From 1968 to 1979, 18 patients underwent emergency abdominal colectomy with ileorectal anastomosis. Indications for operation included massive colonic bleeding (11), obstructing carcinoma (5), toxic megacolon (1), and enterocolitis (1). Five patients died postoperatively (27.8 per cent). Causes of death included sepsis, upper gastrointestinal bleeding, and respiratory failure. All had peritonitis, and five had documented anastomotic leaks. Seven of the surviving patients had significant morbidity from the procedure which included anastomotic leak, small bowel obstruction, wound infection, sepsis, and pulmonary emboli. Only six patients survived without complications. Although others have written about the safety of emergency subtotal colectomy with ileorectal anastomosis, our experience suggests this procedure is associated with excessive morbidity and mortality.

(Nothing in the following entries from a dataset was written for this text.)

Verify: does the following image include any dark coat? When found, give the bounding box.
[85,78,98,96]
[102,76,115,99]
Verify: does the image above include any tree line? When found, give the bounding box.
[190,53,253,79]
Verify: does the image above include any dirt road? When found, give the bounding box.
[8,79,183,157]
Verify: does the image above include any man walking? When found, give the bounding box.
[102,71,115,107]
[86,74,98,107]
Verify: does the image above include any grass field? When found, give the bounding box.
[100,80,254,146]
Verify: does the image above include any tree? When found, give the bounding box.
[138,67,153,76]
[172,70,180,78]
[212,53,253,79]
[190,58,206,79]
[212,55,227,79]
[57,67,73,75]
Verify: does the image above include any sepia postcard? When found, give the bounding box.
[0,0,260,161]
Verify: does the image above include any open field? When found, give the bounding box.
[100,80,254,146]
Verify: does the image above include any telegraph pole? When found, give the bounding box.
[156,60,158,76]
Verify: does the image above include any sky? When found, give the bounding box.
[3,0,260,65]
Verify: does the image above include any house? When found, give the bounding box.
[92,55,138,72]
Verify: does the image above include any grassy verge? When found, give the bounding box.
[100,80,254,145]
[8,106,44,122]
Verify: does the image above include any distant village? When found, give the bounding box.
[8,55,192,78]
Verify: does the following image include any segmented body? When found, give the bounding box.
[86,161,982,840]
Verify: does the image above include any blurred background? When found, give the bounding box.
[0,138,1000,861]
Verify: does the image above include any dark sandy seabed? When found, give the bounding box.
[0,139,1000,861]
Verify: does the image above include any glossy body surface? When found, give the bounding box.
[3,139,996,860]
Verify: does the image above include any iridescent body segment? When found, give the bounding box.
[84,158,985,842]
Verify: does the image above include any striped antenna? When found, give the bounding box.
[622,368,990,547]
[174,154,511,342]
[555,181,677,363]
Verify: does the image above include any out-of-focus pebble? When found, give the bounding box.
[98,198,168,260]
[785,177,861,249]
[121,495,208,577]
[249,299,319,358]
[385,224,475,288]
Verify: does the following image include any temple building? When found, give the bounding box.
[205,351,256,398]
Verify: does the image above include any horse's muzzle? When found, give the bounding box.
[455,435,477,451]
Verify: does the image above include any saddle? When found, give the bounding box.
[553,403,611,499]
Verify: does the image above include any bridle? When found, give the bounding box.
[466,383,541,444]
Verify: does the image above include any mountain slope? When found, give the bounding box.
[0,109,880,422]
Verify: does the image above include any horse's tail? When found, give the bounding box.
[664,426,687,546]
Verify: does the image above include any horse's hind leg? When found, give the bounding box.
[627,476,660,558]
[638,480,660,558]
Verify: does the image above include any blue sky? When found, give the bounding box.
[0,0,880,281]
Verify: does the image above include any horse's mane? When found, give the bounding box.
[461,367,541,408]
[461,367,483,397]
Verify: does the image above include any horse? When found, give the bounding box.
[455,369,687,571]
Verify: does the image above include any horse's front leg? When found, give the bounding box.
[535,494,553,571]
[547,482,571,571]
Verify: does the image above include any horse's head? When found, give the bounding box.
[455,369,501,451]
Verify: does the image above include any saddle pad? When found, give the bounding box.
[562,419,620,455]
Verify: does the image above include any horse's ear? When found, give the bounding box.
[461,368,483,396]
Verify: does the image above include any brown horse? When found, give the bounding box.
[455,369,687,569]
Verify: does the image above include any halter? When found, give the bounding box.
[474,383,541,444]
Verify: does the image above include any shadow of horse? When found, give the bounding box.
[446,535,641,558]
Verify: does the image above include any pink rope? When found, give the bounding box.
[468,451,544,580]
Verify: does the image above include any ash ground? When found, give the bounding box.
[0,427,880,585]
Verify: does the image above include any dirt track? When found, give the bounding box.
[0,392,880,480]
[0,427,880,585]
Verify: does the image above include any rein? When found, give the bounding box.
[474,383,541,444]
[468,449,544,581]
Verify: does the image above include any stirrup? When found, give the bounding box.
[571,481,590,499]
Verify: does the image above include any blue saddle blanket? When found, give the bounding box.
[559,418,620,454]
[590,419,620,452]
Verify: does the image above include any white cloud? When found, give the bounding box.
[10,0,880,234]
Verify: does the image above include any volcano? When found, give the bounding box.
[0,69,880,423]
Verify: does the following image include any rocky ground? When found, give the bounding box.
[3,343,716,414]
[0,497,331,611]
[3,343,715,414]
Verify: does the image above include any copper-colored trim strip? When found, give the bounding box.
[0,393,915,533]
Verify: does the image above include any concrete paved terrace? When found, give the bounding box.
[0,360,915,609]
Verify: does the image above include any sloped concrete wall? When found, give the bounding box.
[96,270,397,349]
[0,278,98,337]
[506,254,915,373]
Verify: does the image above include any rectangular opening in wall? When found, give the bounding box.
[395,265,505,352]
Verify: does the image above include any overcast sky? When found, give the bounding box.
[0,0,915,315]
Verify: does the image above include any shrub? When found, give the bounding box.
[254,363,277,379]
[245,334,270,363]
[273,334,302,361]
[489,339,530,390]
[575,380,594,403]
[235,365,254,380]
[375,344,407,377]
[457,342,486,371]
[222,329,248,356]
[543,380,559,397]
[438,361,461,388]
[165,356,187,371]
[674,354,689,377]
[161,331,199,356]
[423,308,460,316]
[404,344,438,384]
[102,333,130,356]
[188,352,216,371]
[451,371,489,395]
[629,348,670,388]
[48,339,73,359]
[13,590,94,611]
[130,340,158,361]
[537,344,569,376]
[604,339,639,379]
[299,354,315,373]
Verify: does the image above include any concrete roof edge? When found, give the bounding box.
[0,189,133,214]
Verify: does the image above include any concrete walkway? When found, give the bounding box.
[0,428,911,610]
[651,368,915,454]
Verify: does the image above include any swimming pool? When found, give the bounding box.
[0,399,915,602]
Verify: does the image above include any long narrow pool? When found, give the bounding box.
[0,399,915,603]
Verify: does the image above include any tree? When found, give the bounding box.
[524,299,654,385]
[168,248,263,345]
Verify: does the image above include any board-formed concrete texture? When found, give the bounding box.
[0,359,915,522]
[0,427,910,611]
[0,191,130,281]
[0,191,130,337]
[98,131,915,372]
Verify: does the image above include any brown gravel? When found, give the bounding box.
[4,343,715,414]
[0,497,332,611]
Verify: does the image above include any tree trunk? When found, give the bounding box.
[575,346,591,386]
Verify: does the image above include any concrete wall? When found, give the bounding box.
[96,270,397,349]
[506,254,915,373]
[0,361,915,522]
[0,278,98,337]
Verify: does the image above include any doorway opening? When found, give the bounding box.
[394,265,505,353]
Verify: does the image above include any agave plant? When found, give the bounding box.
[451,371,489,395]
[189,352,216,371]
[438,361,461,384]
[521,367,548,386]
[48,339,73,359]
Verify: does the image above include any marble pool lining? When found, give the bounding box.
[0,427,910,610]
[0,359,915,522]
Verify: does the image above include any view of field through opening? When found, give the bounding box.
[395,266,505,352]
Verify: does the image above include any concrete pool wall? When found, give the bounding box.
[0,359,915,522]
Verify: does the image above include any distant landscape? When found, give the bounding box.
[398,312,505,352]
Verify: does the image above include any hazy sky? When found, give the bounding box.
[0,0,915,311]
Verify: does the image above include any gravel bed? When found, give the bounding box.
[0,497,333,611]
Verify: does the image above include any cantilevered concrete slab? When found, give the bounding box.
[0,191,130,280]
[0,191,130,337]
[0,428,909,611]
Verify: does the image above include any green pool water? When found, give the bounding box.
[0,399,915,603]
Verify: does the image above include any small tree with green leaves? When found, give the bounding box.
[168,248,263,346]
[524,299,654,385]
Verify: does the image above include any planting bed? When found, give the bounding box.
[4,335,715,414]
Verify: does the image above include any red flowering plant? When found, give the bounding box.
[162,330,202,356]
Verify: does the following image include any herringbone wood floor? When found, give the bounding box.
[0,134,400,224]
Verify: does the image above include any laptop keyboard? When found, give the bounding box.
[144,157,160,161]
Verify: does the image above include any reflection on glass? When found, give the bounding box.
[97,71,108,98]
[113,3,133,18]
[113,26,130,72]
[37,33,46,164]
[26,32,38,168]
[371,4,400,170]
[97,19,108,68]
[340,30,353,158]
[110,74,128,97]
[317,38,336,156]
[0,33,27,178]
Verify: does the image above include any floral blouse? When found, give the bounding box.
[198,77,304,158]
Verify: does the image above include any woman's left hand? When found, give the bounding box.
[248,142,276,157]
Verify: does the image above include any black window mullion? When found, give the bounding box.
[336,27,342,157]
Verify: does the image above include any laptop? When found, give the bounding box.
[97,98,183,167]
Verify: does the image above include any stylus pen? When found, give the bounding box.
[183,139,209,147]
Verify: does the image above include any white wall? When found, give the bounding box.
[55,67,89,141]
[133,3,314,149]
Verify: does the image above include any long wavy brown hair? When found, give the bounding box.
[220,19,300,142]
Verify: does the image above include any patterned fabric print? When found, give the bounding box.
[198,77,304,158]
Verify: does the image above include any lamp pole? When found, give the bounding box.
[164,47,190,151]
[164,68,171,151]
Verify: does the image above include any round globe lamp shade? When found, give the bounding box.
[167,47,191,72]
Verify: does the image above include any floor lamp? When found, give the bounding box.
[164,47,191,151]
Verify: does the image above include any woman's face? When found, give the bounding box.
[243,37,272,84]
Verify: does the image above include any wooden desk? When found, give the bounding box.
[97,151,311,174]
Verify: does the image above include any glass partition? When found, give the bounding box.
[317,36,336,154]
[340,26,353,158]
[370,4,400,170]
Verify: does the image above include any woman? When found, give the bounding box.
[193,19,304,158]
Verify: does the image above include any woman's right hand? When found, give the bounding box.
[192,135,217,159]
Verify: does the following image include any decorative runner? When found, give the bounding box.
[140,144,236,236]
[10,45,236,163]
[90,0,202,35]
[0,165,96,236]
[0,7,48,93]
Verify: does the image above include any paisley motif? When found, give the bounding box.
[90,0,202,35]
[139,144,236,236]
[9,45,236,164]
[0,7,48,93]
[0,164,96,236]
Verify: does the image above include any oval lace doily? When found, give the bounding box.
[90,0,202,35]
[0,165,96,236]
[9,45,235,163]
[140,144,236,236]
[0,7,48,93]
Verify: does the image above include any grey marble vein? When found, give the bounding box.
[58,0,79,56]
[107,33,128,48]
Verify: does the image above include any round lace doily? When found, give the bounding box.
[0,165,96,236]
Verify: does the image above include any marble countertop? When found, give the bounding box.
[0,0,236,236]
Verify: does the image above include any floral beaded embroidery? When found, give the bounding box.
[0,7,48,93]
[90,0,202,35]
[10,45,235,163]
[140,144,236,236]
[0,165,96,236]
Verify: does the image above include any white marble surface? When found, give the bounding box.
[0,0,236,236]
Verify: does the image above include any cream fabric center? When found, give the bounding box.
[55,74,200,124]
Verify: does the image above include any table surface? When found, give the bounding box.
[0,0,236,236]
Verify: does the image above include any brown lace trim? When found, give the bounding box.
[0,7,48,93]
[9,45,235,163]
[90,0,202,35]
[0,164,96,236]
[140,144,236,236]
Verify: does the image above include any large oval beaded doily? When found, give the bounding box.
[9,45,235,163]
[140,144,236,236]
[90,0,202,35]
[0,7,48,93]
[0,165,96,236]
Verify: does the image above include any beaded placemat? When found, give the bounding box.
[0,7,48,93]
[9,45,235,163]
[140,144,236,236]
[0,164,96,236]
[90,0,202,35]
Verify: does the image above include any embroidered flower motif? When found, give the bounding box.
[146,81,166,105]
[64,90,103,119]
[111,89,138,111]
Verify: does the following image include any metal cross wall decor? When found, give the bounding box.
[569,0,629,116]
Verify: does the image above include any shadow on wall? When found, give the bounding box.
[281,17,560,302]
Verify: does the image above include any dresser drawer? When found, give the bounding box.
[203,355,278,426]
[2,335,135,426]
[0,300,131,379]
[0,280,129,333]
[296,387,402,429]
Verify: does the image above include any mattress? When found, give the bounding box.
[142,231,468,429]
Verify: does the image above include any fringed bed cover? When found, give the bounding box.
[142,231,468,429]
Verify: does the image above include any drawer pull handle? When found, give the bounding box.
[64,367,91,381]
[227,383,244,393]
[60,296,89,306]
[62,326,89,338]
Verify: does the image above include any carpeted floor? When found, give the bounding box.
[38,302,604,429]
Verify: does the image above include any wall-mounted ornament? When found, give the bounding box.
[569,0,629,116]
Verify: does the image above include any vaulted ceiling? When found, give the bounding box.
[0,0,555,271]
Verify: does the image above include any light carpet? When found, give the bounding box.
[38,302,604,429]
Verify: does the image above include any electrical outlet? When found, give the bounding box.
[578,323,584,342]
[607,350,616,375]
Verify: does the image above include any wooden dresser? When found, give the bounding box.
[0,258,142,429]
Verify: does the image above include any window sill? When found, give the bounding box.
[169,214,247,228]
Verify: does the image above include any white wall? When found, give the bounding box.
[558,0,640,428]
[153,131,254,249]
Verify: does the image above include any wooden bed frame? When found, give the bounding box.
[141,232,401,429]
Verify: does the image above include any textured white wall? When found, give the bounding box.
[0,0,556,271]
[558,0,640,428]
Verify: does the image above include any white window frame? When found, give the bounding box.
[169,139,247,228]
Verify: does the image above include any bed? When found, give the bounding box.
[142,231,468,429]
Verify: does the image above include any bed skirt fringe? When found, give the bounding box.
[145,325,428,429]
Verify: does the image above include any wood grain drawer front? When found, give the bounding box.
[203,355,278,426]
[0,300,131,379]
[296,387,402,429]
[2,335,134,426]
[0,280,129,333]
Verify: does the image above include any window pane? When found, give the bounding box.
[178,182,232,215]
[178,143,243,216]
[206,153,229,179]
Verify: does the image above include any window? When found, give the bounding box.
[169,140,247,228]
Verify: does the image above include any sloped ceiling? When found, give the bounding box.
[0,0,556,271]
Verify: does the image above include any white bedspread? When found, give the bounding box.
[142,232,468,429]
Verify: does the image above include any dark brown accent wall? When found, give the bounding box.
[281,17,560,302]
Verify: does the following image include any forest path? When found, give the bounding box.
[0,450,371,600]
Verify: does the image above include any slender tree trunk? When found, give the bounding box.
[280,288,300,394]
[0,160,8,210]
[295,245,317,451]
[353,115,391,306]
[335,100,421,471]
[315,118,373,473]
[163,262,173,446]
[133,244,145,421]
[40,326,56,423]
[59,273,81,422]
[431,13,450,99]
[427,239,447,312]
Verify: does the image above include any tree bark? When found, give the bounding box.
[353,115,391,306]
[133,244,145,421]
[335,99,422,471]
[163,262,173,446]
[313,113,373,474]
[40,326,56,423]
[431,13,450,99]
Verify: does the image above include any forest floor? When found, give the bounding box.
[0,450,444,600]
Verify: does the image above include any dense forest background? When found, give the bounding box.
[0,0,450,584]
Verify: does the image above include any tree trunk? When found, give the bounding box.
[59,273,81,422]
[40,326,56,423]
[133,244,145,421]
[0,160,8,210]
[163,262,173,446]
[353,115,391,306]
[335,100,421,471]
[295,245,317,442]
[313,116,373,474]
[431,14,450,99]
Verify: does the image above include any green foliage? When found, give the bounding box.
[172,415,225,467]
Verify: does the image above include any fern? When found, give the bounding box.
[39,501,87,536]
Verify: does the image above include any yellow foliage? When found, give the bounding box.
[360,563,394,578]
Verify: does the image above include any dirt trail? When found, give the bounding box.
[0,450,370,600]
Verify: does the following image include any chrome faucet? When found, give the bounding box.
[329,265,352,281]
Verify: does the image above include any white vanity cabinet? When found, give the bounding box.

1968年至1979年期间,18例患者接受了急诊腹部结肠切除术并进行回肠直肠吻合术。手术指征包括大量结肠出血(11例)、梗阻性癌(5例)、中毒性巨结肠(1例)和小肠结肠炎(1例)。5例患者术后死亡(27.8%)。死亡原因包括败血症、上消化道出血和呼吸衰竭。所有患者均有腹膜炎,5例有吻合口漏的记录。7例存活患者因该手术出现严重并发症,包括吻合口漏、小肠梗阻、伤口感染、败血症和肺栓塞。只有6例患者存活且无并发症。尽管其他人曾论述过急诊次全结肠切除术并回肠直肠吻合术的安全性,但我们的经验表明该手术伴随着过高的发病率和死亡率。